I didn’t cry about it, I used to never cry about things. I just went on until many years later when I finally cried about everything. But that was the day I realized my mother would never think I was worth her time or interest. She’s never wanted to know anything about how I think or feel, never thought anything I did mattered. Today I know it’s not me that’s lacking it’s her and my dad but that’s my head.
The same as the photo above but finished, if I was lacking I wouldn't have earned the cash for everything. I learned to install ceramic tile too.
The opposite view. Convection oven, bow window, beveled glass doors with the lead between glass and cherry cabinets. The drawer boxes were maple with dovetail dado construction. We built every inch to be our dream kitchen and cowboy proof.
My youngest was a teenager at the time. She was standing there in our dream kitchen watching the whole scene like many times before. This is how my children learned to treat me this way and how I learned to accept it.

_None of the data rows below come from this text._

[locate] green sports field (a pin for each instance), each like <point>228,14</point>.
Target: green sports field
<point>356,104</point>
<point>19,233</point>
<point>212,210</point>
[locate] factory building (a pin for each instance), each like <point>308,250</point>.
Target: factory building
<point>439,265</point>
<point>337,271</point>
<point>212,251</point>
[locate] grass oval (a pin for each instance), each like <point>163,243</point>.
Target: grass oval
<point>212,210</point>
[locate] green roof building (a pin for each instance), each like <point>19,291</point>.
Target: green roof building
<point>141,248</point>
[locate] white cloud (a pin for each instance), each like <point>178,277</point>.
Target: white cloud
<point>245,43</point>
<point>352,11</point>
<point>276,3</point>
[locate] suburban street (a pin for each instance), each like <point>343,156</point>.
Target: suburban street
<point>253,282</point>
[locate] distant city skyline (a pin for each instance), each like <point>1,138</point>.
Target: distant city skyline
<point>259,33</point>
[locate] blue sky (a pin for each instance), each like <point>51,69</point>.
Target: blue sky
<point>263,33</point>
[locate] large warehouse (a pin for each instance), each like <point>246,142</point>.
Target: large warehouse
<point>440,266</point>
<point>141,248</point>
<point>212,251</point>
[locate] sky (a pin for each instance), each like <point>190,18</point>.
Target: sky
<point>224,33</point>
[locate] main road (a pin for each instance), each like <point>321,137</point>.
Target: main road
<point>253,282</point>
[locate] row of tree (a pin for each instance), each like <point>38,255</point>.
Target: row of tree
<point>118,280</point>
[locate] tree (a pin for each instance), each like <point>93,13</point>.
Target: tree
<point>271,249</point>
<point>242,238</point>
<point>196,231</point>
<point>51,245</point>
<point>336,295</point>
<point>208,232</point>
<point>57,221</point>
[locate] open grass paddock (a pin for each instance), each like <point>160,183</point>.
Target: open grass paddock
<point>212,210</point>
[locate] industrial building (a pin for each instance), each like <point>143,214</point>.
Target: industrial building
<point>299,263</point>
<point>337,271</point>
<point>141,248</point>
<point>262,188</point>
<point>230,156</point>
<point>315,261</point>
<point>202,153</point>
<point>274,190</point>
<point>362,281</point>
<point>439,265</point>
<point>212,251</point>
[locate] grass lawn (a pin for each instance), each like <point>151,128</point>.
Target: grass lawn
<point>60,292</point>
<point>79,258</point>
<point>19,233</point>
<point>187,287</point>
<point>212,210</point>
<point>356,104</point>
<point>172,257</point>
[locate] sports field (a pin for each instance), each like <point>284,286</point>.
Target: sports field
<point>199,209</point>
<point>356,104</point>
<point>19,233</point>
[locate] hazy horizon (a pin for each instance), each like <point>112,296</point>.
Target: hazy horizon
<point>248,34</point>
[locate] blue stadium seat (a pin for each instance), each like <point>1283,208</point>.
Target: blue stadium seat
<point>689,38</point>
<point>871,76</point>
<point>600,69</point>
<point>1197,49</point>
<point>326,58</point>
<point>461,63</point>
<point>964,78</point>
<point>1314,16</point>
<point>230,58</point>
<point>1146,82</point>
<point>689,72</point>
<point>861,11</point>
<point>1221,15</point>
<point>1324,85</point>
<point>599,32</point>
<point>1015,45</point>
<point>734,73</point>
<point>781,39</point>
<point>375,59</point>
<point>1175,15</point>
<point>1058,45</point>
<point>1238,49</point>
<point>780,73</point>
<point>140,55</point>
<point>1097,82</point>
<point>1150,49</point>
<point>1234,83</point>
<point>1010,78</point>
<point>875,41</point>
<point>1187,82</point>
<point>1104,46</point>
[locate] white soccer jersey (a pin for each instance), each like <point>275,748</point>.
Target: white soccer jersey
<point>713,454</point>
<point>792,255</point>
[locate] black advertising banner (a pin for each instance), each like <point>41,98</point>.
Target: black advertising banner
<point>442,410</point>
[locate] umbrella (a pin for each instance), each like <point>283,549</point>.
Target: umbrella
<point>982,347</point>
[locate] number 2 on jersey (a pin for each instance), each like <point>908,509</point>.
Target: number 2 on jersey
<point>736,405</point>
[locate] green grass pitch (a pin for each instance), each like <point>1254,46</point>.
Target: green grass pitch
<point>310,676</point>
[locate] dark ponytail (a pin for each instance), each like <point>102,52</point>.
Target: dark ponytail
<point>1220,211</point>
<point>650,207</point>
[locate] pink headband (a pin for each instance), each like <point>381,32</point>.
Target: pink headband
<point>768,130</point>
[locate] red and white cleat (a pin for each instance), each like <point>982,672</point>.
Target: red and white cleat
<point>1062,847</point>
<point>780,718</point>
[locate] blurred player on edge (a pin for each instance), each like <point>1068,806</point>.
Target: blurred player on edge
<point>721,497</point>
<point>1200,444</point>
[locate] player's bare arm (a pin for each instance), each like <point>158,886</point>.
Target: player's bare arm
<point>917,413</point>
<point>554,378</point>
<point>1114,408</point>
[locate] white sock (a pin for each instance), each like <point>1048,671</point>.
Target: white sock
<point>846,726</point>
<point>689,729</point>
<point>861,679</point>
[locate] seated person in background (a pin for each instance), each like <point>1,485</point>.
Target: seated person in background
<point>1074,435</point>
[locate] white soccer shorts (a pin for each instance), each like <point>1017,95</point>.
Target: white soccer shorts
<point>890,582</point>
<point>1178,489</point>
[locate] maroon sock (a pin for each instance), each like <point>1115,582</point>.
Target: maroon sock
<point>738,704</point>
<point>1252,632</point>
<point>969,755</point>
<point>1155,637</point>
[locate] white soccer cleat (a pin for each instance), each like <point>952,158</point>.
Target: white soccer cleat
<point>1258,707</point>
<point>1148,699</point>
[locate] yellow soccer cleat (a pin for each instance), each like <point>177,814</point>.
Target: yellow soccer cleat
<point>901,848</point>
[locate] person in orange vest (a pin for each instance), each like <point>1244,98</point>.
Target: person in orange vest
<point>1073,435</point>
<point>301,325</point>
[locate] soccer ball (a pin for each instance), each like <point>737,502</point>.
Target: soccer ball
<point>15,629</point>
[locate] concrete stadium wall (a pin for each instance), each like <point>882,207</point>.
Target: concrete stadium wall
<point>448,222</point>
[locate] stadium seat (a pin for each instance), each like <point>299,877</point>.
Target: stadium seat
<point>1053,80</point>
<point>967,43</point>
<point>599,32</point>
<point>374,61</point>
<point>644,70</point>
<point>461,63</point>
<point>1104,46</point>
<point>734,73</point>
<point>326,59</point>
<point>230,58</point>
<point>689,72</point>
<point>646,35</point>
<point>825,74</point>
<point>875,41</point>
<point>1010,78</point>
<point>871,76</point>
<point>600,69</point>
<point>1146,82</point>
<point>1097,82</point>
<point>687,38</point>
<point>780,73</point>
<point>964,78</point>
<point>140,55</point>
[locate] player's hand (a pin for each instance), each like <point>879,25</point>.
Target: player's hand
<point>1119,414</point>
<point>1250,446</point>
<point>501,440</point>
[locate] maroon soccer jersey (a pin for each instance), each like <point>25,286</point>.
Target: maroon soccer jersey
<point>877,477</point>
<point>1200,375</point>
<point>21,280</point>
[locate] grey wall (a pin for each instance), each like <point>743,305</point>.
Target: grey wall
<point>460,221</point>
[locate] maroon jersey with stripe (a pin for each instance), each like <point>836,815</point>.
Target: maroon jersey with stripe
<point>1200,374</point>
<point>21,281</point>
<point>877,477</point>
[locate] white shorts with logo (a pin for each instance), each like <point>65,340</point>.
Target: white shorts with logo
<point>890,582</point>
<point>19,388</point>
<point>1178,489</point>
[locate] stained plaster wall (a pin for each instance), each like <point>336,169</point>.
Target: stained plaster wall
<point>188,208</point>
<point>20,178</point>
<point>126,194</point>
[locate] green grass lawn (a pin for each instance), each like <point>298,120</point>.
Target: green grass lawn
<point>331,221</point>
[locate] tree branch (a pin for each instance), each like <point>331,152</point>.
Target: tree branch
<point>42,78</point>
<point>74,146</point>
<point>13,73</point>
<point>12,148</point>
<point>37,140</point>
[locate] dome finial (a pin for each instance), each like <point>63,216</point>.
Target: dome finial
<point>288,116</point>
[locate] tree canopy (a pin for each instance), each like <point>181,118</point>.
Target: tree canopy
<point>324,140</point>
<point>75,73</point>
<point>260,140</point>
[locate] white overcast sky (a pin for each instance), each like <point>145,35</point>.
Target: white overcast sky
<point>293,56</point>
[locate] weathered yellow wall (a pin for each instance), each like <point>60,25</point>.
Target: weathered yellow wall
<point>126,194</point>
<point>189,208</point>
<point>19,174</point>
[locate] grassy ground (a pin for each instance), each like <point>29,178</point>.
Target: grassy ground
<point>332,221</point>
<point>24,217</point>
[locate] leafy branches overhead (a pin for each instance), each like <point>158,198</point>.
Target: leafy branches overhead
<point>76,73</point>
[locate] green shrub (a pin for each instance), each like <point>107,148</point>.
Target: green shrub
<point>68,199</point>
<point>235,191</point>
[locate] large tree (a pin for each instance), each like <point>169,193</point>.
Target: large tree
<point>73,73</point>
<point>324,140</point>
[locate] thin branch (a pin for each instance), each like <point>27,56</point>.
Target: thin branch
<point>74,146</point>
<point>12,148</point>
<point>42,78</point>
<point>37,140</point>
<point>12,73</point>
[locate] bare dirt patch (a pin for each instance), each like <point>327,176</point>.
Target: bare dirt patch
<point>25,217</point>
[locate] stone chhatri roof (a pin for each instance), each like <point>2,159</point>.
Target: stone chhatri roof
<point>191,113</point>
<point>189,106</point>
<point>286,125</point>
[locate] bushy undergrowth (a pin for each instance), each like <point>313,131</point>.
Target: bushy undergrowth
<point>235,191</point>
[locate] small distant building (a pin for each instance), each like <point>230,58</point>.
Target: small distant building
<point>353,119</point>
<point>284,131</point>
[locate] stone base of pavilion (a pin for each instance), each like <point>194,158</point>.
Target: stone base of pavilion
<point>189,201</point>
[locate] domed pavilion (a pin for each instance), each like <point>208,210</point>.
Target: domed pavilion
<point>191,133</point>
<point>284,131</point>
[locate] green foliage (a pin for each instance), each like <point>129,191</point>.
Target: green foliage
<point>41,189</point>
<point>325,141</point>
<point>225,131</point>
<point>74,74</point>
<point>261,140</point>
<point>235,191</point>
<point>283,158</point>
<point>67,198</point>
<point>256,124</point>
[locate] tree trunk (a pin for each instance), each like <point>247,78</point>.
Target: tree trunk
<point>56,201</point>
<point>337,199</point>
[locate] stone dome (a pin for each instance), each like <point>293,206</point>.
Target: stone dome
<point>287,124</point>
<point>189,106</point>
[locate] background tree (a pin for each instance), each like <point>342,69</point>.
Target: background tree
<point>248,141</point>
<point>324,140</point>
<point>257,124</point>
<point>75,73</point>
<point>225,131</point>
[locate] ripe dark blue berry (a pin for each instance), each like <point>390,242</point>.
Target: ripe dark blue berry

Be careful who you expose your children to, toxins spread.
No matter how many times I push this memory, and the others like it away, they return and hurt. They never came if I had any achievements, they weren’t drinking, they simply didn’t care. This morning I got up and the memory returned so I cried. As I write I heal and I’ve stopped accepting toxic treatment.
People tell me my parents did the best they could but that’s bullshit, they did the least they could. The fact is they did a lousy fucking job of being parents and I’m tired of crying. I took a free candle kit and by my second year was earning what many people with a degree can't make. I averaged 6 shows a week, had up to 15 people at a time I managed and we remodeled 3,000 sf of disaster. It's time to look at me with my own eyes and because of writing, it's what I've started to do.
"No one cares how much you know, until they know how much you care." I learned that in leader training too.